Best practices to elevate endpoint security
- Reduce attack surface: A common approach in information security is to reduce the attack surface. For endpoints, you need to take full control of peripherals, applications, network traffic, and your data. You need to encrypt data in motion, at rest, and when it’s in use. It is also important to make sure you enforce your corporate policies to achieve endpoint security compliance
- Prevent before it runs: first block known attacks by using endpoint anti-malware and reputation, and then prevent unknown attacks. To thwart various exploits, use anti-exploit technology to prevent drive-by attacks and protect your applications. Finally, you can inhibit user mistakes by implementing zero-phishing technology that blocks phishing sites, prevents credential re-use, and detects compromised passwords.

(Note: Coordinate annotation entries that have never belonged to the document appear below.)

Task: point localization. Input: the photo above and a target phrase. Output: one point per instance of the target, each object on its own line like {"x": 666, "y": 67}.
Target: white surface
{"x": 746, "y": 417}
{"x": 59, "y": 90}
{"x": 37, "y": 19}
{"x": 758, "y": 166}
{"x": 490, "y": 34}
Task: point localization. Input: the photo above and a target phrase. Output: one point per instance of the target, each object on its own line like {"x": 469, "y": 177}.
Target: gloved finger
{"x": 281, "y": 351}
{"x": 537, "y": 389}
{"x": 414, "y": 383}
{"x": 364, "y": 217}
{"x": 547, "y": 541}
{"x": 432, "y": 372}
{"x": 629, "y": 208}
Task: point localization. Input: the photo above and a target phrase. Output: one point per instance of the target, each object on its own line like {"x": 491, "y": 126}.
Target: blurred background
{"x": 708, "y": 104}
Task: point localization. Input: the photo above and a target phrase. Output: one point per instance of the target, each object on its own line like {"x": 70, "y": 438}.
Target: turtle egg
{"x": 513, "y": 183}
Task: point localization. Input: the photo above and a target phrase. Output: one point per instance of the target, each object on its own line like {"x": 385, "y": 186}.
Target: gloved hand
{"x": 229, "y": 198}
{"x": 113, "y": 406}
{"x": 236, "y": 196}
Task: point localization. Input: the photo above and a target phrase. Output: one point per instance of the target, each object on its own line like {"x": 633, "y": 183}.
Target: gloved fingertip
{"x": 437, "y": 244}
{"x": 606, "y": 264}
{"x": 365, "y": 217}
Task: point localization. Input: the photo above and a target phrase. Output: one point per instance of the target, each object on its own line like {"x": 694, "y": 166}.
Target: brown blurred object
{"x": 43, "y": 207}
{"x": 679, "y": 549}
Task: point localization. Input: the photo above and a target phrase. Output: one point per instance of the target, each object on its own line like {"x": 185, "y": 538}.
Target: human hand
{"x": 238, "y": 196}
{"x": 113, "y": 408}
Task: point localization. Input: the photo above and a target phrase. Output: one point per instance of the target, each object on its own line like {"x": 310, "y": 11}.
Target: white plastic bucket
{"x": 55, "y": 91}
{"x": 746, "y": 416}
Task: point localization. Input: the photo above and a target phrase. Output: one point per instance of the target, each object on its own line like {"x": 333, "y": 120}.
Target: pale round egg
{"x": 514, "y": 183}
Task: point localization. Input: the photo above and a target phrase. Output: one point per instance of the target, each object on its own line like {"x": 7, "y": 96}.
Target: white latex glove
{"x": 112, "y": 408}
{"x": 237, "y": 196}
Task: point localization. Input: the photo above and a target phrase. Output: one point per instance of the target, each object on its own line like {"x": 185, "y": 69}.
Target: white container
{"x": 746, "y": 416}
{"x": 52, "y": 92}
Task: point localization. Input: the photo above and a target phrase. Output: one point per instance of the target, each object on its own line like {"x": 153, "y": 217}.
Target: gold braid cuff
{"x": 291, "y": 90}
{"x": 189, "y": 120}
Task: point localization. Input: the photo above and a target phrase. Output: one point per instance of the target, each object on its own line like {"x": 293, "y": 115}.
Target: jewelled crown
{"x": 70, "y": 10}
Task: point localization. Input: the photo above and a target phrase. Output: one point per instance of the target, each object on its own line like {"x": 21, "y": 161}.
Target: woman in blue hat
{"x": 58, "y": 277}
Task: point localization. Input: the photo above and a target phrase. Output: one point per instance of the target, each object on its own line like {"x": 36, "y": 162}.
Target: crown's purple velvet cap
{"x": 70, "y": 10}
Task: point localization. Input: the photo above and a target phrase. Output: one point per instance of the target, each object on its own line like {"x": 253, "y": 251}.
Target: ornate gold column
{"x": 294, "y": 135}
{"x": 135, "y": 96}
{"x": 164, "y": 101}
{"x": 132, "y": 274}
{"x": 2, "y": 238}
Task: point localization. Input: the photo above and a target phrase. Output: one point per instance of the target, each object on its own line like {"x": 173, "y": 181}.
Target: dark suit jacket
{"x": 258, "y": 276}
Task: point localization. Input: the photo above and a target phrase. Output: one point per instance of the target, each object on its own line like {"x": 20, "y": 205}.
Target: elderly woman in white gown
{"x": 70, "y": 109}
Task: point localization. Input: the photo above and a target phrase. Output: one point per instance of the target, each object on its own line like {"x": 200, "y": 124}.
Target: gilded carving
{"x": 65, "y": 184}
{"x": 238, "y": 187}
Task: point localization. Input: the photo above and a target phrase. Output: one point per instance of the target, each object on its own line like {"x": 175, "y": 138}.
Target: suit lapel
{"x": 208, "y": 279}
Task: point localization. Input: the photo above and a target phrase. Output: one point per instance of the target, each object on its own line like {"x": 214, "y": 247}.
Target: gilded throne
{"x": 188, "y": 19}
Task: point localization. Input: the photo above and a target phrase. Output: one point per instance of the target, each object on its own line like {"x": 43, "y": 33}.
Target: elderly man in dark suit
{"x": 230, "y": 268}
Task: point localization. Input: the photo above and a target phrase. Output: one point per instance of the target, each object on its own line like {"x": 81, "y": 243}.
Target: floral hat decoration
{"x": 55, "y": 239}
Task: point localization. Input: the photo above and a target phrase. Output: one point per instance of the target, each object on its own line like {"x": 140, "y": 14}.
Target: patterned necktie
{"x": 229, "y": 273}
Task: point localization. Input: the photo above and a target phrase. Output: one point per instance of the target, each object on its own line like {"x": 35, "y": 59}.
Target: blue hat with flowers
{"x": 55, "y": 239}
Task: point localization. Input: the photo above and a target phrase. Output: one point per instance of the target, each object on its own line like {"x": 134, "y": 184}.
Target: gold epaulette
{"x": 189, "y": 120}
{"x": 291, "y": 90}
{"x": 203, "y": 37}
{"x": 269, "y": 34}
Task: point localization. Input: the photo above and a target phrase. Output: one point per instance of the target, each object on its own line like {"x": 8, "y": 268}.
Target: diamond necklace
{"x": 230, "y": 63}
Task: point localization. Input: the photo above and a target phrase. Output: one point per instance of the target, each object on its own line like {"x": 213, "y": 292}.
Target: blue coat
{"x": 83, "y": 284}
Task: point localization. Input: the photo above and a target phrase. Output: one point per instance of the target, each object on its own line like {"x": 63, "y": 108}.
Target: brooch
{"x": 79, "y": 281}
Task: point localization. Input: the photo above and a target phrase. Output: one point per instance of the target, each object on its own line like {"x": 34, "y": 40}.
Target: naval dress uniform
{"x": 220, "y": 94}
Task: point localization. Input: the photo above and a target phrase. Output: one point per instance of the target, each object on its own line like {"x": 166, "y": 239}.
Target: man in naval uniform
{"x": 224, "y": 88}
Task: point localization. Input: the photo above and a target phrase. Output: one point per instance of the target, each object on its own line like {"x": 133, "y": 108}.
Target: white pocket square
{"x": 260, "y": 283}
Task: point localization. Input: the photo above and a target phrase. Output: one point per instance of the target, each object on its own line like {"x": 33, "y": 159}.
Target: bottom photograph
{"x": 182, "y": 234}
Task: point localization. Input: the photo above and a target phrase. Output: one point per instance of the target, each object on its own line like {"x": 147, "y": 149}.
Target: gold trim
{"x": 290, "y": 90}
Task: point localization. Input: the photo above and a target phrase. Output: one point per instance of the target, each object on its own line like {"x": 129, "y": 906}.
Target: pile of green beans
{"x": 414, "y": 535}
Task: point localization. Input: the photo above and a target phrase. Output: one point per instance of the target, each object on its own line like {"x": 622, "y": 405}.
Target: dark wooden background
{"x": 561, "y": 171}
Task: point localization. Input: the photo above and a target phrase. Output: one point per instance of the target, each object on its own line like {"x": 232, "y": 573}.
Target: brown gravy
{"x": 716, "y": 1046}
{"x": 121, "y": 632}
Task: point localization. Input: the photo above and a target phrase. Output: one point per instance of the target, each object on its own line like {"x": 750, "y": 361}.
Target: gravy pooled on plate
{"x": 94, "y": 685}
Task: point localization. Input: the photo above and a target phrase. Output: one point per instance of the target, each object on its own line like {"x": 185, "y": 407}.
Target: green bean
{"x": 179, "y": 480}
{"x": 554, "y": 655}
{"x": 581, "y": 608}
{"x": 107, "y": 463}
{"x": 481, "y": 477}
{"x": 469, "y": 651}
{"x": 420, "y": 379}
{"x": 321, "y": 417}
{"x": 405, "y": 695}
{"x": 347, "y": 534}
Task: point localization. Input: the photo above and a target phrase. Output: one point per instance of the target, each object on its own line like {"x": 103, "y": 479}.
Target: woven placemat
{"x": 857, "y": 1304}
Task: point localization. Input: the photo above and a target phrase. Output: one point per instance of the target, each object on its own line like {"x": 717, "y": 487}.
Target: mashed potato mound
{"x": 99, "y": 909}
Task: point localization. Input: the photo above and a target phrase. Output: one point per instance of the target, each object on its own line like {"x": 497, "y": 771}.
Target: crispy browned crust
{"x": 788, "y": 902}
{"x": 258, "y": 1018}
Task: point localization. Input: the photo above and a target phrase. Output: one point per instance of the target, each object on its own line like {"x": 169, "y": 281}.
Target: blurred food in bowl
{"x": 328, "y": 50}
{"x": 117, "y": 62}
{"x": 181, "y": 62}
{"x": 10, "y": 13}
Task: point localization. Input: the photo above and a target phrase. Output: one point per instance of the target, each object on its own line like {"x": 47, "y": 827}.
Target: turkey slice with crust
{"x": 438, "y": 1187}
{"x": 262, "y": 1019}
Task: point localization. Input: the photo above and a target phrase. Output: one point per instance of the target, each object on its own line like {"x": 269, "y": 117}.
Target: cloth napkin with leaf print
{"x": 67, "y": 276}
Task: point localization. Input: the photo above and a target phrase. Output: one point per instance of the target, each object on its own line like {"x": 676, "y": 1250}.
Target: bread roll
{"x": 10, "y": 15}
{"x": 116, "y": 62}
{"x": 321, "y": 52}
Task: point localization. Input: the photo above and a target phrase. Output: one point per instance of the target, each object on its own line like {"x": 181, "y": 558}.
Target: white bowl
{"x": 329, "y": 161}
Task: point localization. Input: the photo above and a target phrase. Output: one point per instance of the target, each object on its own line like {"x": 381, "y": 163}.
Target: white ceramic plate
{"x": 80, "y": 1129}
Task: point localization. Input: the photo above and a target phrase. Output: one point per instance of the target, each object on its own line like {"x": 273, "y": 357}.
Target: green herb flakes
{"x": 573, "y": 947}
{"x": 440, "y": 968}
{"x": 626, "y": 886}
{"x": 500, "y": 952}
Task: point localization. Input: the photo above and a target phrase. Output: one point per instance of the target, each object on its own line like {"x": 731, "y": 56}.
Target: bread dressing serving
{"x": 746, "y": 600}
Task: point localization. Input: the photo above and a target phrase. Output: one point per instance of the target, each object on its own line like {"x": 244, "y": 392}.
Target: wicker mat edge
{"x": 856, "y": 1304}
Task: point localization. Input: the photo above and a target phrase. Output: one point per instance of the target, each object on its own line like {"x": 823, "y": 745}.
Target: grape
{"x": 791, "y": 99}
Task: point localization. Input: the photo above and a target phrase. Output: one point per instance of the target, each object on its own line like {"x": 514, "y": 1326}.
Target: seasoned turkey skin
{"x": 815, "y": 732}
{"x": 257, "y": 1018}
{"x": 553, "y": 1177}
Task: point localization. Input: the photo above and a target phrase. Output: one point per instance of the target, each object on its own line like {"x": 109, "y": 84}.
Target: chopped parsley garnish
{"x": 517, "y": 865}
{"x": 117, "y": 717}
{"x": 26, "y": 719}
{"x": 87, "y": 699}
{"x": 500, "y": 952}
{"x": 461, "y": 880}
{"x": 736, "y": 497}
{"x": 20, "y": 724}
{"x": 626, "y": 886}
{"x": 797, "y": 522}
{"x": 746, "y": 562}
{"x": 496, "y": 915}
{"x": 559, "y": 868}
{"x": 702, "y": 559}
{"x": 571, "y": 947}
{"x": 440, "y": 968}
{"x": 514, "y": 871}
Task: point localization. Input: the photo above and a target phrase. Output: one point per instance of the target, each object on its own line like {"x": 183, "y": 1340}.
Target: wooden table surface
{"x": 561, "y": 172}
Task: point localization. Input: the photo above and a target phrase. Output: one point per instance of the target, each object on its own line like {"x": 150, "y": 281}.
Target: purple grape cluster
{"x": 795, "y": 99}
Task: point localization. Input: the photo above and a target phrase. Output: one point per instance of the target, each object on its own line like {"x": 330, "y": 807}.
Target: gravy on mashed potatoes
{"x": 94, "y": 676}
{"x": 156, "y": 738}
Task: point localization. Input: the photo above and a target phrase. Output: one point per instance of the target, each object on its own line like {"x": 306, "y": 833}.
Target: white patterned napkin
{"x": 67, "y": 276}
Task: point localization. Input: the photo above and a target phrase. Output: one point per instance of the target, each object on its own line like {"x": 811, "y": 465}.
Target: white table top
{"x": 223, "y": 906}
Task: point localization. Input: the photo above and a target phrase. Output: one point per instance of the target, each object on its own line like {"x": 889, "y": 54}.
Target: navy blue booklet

- Runtime Protection: Anti-ransomware technology allows you to detect signs of ransomware and uncover running mutations of known and unknown malware families by using behavioral analysis and generic rules
- Contain and remediate: Contain attacks and control damages by detecting and blocking command and control traffic and prevent the lateral movement of malware by isolating infected machines. You can then remediate and sterilize your environment by restoring encrypted files, quarantining files, kill processes, and sterilizing the full attack chain.
- Understand and respond: The final principle is to know you must quickly triage events, understand the full nature of the attack, and immunize other surfaces by sharing Indicator of Compromise (IoC) and Indicator of Attack (IoA) information.
SandBlast Agent , Check Point’s Endpoint Protection and Threat Prevention has been built according to these principles
Notes:
All the graphs and statistics used in this report present data detected by Check Point’s Threat Prevention technologies, stored and analyzed in ThreatCloud, during the past few months, analyzing the academic sectors within 3 geographical regions: USA, Europe & Asia, and compared against the entire region.
ThreatCloud provides real-time threat intelligence derived from hundreds of millions of sensors worldwide, over networks, endpoints and mobiles. The intelligence is enriched with AI-based engines and exclusive research data from the Check Point Research – The intelligence & Research Arm of Check Point.